Da habe ich doch jetzt glatt vergessen, wen meine Chefin mich bat anzurufen... peinlich, da werde ich wohl noch einmal nachfragen müssen... weil ich zuerst die E-Mail an die Geschäftstelle geschickt habe, haha...

Und neulich habe ich doch tatsächlich eine Sendung über die Gefahren des Web 2.0 im Fernsehen gesehen *lachweg*. Man kann darin ja jeden finden, und man sollte doch seine Profile nicht allzu privat gestalten, weil die ganze Welt, insbesondere (!) zukünftige Arbeitegeber, diese Profile einsehen könnten. Ich habe mir vor Lachen den Bauch gehalten. Erstens überprüft sowieso jeder, der ein bisschen Gehirn hat, regelmäßig die Zugriffsrechte seiner Online-Profile, und zweitens... man sorry, ich kann mir nicht vorstellen, dass bei einem ganz normalen Job der Personalleiter von Kaufland eigens hingeht (oder eben jemanden dafür anheuert) und seine angehende Kassiererin im Netz abcheckt... bei hohen Posten mag das ja noch sinnvoll sein, aber Leute in solchen Positionen müssten doch ganz genau wissen, dass man Privat- und Berufsleben zu trennen hat ;-)
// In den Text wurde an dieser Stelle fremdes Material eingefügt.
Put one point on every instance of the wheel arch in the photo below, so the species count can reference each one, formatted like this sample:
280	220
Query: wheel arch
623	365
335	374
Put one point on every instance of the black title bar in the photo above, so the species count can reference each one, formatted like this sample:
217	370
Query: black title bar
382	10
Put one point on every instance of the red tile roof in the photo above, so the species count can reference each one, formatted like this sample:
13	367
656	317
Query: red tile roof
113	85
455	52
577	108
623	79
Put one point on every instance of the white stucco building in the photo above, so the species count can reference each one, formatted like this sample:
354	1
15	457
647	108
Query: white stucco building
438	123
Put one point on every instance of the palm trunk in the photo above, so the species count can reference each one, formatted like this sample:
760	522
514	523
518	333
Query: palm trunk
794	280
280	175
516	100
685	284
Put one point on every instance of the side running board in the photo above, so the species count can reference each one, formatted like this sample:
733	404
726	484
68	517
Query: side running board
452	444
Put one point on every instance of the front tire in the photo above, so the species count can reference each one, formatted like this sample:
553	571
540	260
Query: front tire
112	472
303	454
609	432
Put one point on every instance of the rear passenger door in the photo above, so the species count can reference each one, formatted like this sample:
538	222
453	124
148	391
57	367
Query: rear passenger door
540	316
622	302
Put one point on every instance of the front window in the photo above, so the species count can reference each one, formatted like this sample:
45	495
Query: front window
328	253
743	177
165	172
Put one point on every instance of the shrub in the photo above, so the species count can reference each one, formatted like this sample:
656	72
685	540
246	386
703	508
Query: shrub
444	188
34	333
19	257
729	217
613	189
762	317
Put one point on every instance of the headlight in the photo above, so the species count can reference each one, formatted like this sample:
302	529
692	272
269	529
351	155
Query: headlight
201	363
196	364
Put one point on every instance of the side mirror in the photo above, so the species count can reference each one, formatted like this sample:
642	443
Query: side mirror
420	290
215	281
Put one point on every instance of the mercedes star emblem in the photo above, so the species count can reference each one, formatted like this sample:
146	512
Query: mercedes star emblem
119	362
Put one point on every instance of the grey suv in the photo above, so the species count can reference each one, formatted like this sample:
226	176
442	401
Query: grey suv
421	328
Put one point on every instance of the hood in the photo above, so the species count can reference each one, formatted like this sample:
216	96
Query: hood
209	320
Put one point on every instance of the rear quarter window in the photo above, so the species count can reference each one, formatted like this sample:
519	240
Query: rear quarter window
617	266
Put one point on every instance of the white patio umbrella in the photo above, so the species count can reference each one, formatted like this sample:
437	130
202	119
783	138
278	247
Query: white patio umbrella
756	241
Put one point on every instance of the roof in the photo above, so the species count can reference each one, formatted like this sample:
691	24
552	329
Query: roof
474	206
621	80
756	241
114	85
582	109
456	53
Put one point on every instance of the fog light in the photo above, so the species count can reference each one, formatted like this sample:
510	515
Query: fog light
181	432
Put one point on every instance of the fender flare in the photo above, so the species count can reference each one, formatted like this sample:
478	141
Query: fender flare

Gut; aber wer macht das schon wirklich? Ich selbst bin hier auf der Arbeit online und plauder auch privat mit meinen Leuten hier. Macht doch jeder, oder? Dieser Blog ist das beste Beispiel. Vielleicht ist es alles eine Sache der Einhaltung von Grenzen. Man darf es nicht übertreiben; aber sich ganz zu verstecken ist heutzutage, glaube ich, nicht mehr möglich.

Sooo, die Dame hätte ich angerufen, leider ist sie derzeit nicht erreichbar, irgendwie drückt meine Kollegin auf die Stimmung... könnte aber auch damit zusammen hängen, dass ich so UNGLAUBLICH teamfähig und vor allem -willig bin und ungern mit jemandem im Büro sitze... vor allem wenn ich mich beobachtet fühle, das macht mich wahnsinnig... herrje, noch vier Tage und zwei Stunden, ich gehe mit einem lachenden und einem weinenden Auge, aber ich gehe! Und ich freu mich drauf.